Reputation: 6908
currently I'm desperately trying to write german umlauts, read from the console, into a utf8 encoded text file on windows 7.
Here is the code to setup the scanner:
Scanner scanner = new Scanner(System.in, "UTF8");
Here is the code to read the string:
String s = scanner.nextLine();
Here is the code to write into a file:
OutputStreamWriter osw = new OutputStreamWriter(new FileOutputStream(this.targetFile), "UTF8");
osw.write(s);
Unfortunately, instead of example "überraschung" the so written file is encoded in utf8 but will not display the umlaut. What to do?
Upvotes: 2
Views: 18613
Reputation: 4398
This worked for me, with german umlauts:
import java.io.BufferedReader;
import java.io.FileOutputStream;
import java.io.InputStreamReader;
import java.io.OutputStreamWriter;
public class P {
public static void main(String[] args) throws Exception {
BufferedReader stdin = new BufferedReader(new InputStreamReader(System.in));
String s = stdin.readLine();
OutputStreamWriter osw = new OutputStreamWriter(new FileOutputStream("D:/p.txt"), "UTF-8");
osw.write(s);
osw.close();
}
}
Upvotes: 0
Reputation: 2236
I had a similar problem (The String "ç" would not be "detected" by the Scanner and Strings like "Açores" would have the ç character "garbled").

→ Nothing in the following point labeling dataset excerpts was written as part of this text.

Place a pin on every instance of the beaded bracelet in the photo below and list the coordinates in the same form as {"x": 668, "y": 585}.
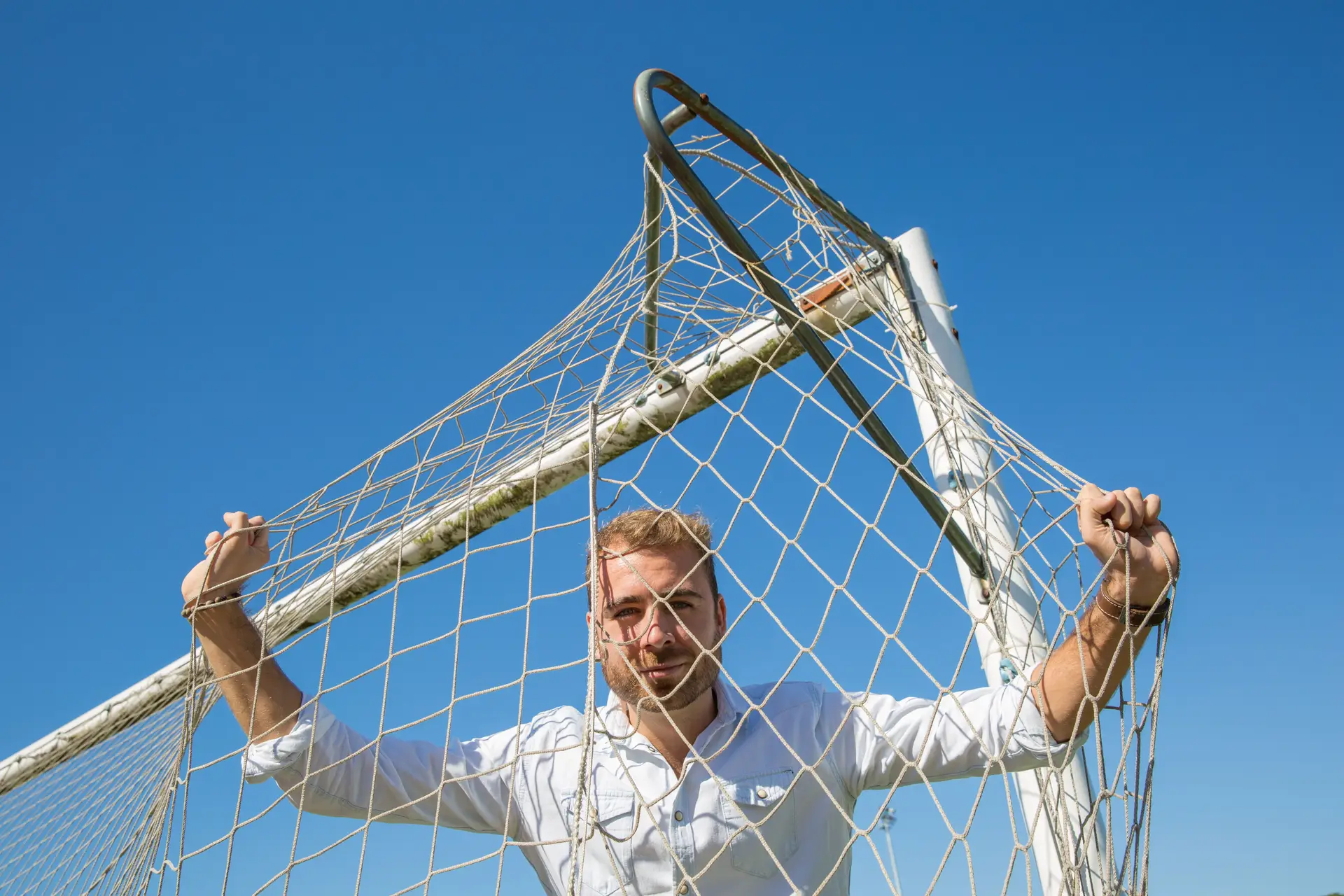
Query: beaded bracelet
{"x": 201, "y": 603}
{"x": 1138, "y": 617}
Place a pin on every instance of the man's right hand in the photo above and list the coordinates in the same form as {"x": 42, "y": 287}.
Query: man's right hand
{"x": 230, "y": 558}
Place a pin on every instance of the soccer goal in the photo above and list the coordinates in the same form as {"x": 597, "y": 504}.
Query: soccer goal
{"x": 758, "y": 354}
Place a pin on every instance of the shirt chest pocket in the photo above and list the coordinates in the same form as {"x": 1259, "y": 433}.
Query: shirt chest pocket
{"x": 610, "y": 839}
{"x": 761, "y": 818}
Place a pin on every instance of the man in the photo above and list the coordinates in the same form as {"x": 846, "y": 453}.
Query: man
{"x": 694, "y": 786}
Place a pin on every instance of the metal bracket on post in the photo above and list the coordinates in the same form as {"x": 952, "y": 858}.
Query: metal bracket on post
{"x": 662, "y": 148}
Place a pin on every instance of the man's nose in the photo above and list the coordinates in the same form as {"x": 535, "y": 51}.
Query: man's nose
{"x": 663, "y": 625}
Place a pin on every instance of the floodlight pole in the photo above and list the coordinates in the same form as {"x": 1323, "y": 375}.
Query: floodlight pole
{"x": 1009, "y": 631}
{"x": 886, "y": 820}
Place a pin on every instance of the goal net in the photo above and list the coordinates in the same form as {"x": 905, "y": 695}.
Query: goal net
{"x": 436, "y": 592}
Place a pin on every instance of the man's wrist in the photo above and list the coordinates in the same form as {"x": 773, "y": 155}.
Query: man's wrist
{"x": 1135, "y": 615}
{"x": 222, "y": 605}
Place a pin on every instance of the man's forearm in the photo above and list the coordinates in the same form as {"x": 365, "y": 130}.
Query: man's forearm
{"x": 264, "y": 700}
{"x": 1084, "y": 672}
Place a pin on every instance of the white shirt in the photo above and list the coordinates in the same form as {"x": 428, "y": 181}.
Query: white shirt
{"x": 760, "y": 776}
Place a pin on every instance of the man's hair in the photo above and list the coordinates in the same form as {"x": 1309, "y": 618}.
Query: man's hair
{"x": 655, "y": 528}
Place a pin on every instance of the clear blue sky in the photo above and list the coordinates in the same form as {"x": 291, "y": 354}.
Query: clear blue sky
{"x": 242, "y": 250}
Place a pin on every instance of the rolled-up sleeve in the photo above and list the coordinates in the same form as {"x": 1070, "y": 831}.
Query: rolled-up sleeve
{"x": 881, "y": 741}
{"x": 330, "y": 769}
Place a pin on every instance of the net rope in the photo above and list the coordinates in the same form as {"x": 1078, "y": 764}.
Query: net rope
{"x": 436, "y": 593}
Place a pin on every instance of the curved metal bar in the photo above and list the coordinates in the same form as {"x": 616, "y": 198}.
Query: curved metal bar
{"x": 654, "y": 232}
{"x": 660, "y": 146}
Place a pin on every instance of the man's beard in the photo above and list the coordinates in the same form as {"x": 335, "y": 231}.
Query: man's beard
{"x": 645, "y": 694}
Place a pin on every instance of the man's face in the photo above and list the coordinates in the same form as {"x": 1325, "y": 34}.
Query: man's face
{"x": 650, "y": 657}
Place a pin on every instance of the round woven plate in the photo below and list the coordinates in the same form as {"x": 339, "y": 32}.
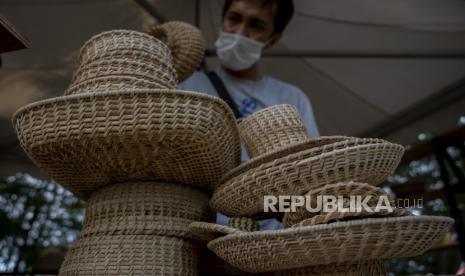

I solved it by declaring the charset for the language:
Scanner keyboardReader = new Scanner(System.in, "iso-8859-1");
Upvotes: 2
Reputation: 21995
Your console probably is not UTF-8, so when you do new Scanner(System.in, "UTF8");
you are creating a scanner with the wrong encoding, and your umlauts are lost when you try to read lines from the console.
You may want to use chcp
on a console prompt to check what code page is being used.
In fact, you might not need to specify an encoding at all. If you just create the scanner as new Scanner(System.in)
, the default platform encoding should be used.
Upvotes: 3